Subscribe to Cloud Assistant events to build automated O&M response flows. For example, you can receive immediate alerts when automated tasks, such as installing software or running inspection scripts, fail. This replaces costly, high-latency manual polling.
Procedure
The following procedure uses the subscription to Cloud Assistant task status events as an example. For more information, see Cloud Assistant event descriptions.
Use EventBridge to subscribe to Cloud Assistant events
Before you begin, make sure that you have activated EventBridge and granted the required permissions.
Log on to the EventBridge console. In the navigation pane on the left, click Event Buses.
In the top menu bar, select a region.
On the Event Buses page, click default.
Click Event Rules in the navigation pane on the left, and then click Create Rule.
On the Configure Basic Info tab, enter a name in the Name text box and a description in the Description text box. Then, click Next Stept.
On the Configure Event Pattern tab, configure the following parameters and then click Next Step.
From the Event Source drop-down list, select acs.ecs.
From the Event Type drop-down list, select the Cloud Assistant event type to which you want to subscribe.
Cloud Assistant task status event:
ecs:CloudAssistant:TaskCompleted.In the Event Pattern Debugging section, view a sample of the subscribed event type.

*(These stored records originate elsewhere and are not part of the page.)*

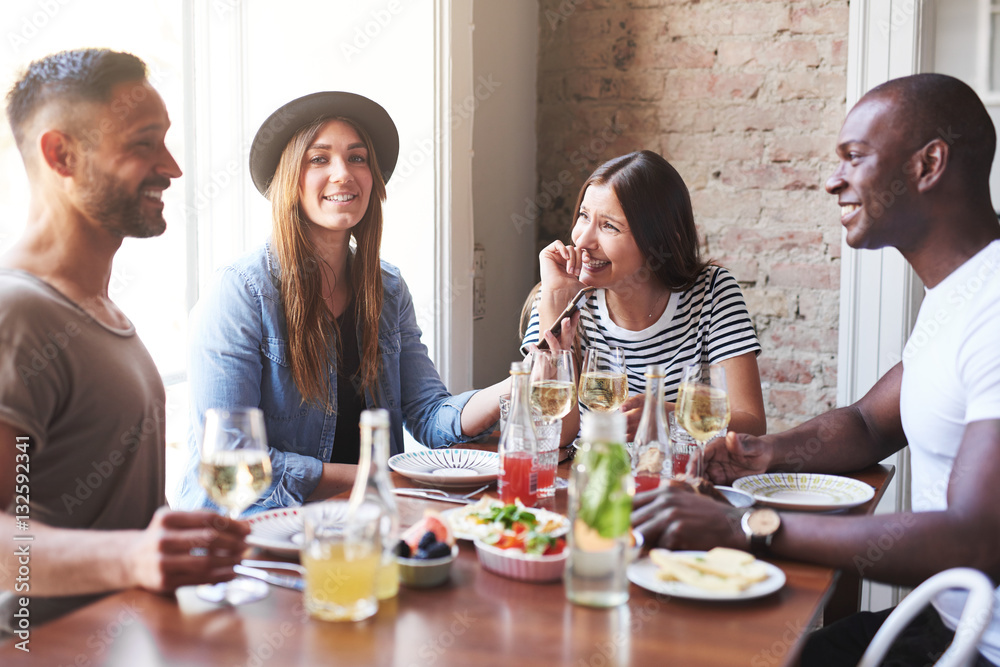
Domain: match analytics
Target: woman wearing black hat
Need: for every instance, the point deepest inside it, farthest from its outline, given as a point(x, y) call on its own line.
point(311, 329)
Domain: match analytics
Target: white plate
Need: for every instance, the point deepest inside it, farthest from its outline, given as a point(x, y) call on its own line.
point(465, 529)
point(280, 530)
point(643, 573)
point(735, 498)
point(448, 467)
point(805, 491)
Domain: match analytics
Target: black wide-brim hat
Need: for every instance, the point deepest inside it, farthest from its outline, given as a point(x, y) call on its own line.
point(275, 132)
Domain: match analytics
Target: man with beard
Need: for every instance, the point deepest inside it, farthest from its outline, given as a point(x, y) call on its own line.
point(914, 163)
point(81, 402)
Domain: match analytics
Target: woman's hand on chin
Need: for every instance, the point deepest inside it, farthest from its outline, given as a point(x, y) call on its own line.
point(560, 266)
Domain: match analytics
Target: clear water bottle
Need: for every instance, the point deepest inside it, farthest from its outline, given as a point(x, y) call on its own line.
point(518, 448)
point(652, 442)
point(600, 508)
point(373, 485)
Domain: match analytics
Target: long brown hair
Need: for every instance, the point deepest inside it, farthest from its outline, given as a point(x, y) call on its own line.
point(657, 206)
point(312, 329)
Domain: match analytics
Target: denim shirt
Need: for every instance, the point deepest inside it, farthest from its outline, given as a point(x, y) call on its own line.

{ "id": "45ef4dewdwe1-7c35-447a-bd93-fab****", "source": "acs.ecs", "specversion": "1.0", "subject": "acs.ecs:cn-hangzhou:123456789098****:215672", "time": "2020-11-19T21:04:41+08:00", "type": "ecs:CloudAssistant:TaskCompleted", "aliyunaccountid": "123456789098****", "aliyunpublishtime": "2020-11-19T21:04:42Z", "aliyuneventbusname": "default", "aliyunregionid": "cn-hangzhou", "aliyunpublishaddr": "172.25.XX.XX", "data": { "commandId": "c-hz045**********", "commandName": "hello-linux.sh", "exitCode": "0", "finishTime": "2023-12-14T07:39:48Z", "instanceId": "i-bp114***************", "invocationStatus": "Success", "invokeId": "t-hz045**********", "ownerId": "158*************", "playerUid": "256***************", "repeatMode": "Once", "repeats": "1", "startTime": "2023-12-14T07:39:48Z", "errorCode": "0", "errorDesc": "" } }Below the sample, click Test to simulate an event trigger. If the message Match Succeeded. The event can be triggered as expected appears, the event is configured to trigger as expected.
Configure an event target. Select a Service Type and configure a push scenario.
For more information, see Set push scenarios.
Use CloudMonitor to subscribe to Cloud Assistant events
Log on to the CloudMonitor console.
In the navigation pane on the left, choose .
On the Subscription Policy tab, click Create Subscription Policy.
On the Create Subscription Policy page, configure the parameters to subscribe to Cloud Assistant events.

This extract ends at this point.